Der Zeitgenosse oder die Zeitgenossin ist, wie es bei Adelung heißt, „eine Person, welche mit einer andern zu einer und eben derselben Zeit lebet“ [1]. Nicht die bloße Teilhabe an derselben Zeit im Sinne der chronologischen Gleichzeitigkeit aber ist es, die das Phänomen der Zeitgenossenschaft für die Geschichtswissenschaft interessant macht, sondern das Moment der Gegenwartsreflexion, das hinzutritt, wenn sich Zeitgenosse und Zeitgenossin zur eigenen Zeit ins Verhältnis setzen, sie beobachten, beschreiben und deuten. Aus dem Konflikt unterschiedlicher Wahrnehmungswirklichkeiten entstehen dann eben jene Deutungskämpfe, die sich dieser 53. Historikertag zum Thema gemacht hat. Diese Idee der ‚Zeitgenossenschaft‘ (übrigens ebenfalls ein Quellenbegriff, wie man etwa bei Campe nachlesen kann [2]) erhoben die Veranstalter und Beiträger dieser Sektion zur heuristischen Figur, anhand derer sie der Umbruchszeit zur Moderne um 1800 auf die Spur zu kommen hofften – und wählten damit wohl nicht zufällig gerade den historischen Zeitabschnitt, in dem Wortgebrauchsanalysen erstmals eine deutliche Zunahme der Verwendung des Terminus ‚Zeitgenosse‘ selbst ergeben.

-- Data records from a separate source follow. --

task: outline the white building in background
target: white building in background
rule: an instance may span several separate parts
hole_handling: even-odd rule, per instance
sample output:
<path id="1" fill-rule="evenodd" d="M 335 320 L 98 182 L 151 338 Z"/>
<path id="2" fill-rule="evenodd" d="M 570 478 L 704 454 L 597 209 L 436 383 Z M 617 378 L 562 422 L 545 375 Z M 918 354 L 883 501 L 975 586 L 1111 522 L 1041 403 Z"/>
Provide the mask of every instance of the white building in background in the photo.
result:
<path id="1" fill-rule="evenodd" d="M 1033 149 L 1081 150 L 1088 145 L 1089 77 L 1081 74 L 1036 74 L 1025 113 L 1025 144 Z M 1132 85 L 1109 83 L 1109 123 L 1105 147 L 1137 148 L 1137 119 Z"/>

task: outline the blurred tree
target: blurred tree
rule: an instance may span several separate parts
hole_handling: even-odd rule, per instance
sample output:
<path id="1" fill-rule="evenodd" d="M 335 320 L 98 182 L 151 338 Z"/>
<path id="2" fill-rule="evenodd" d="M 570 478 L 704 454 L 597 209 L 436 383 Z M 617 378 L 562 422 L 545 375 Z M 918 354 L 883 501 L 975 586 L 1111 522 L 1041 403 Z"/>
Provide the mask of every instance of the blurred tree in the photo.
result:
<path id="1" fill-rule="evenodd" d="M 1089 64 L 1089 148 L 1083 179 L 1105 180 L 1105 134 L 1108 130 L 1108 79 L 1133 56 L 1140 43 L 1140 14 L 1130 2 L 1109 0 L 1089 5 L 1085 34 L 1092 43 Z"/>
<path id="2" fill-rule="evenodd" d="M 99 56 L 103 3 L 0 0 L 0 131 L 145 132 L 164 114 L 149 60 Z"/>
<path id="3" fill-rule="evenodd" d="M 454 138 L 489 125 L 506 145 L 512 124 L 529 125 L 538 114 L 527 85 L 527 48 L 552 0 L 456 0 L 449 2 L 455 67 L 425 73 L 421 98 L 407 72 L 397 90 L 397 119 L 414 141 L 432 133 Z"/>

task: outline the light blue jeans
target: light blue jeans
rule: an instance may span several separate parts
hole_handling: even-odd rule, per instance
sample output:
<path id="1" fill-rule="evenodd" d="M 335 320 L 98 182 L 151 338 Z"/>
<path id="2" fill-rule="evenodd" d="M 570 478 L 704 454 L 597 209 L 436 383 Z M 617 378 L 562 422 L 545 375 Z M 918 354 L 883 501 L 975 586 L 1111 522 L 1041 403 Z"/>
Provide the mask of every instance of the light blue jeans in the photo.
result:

THEO JUNG (Freiburg) eröffnete die Sektion mit einem begriffsgeschichtlichen Blick auf die Denkfigur des ‚Zeitgeists‘. Als Bezeichnung für den Gesamtcharakter oder die Mentalität eines Zeitalters gewinnt die Rede vom Zeitgeist im deutschen Sprachraum erstmals am Ende des 18. Jahrhunderts an Bedeutung. Jung zufolge spiegelt sich in dieser Begriffskonjunktur zum einen das Bestreben, die Vielfalt einer neuartigen Wirklichkeit im Angesicht der politisch-industriellen Doppelrevolution auf eine ideelle Einheit zu bringen und damit zugleich eine Ordnung zeitgenössischer Erscheinungen anhand des Schemas ‚zeitgemäß/unzeitgemäß‘ zu ermöglichen. Zum anderen bringe der Begriff des Zeitgeists die Figur des Zeitgeistdiagnostikers hervor, dem die Fähigkeit zugesprochen wird, hinter dem Schleier der Oberflächenphänomene den Wesenskern einer Epoche erkennen zu können. Für Jung entfaltet sich damit in der Denkfigur des Zeitgeists eine „neue Gattung der Gegenwartsreflexion“, die auf einer abstrakten Ebene als Ausdruck des Erfahrungswandels in der Sattelzeit gedeutet werden könne, den Reinhart Koselleck auf den Begriff der ‚Verzeitlichung‘ gebracht hat. Auf einer diskursiv-pragmatischen Ebene müsse allerdings vor allem der rhetorische Aspekt jeder Zeitgeistdiagnose berücksichtigt werden – gemeint ist die dahinterstehende Sprechabsicht, die auf eine intellektuelle Positionierung innerhalb der literarischen Öffentlichkeit ebenso zielen kann wie auf eine politische Intervention. Im letzteren Fall verberge sich hinter der Bestimmung des Gegenwartscharakters ein „metapolitischer Stellvertreterdiskurs“, der untrennbar mit den politischen Absichten der Zeitgeistdiagnostiker verbunden ist – ganz gleich, ob sie dem ‚Zeitgeist‘ zu folgen oder ihn zu bekämpfen vorgeben.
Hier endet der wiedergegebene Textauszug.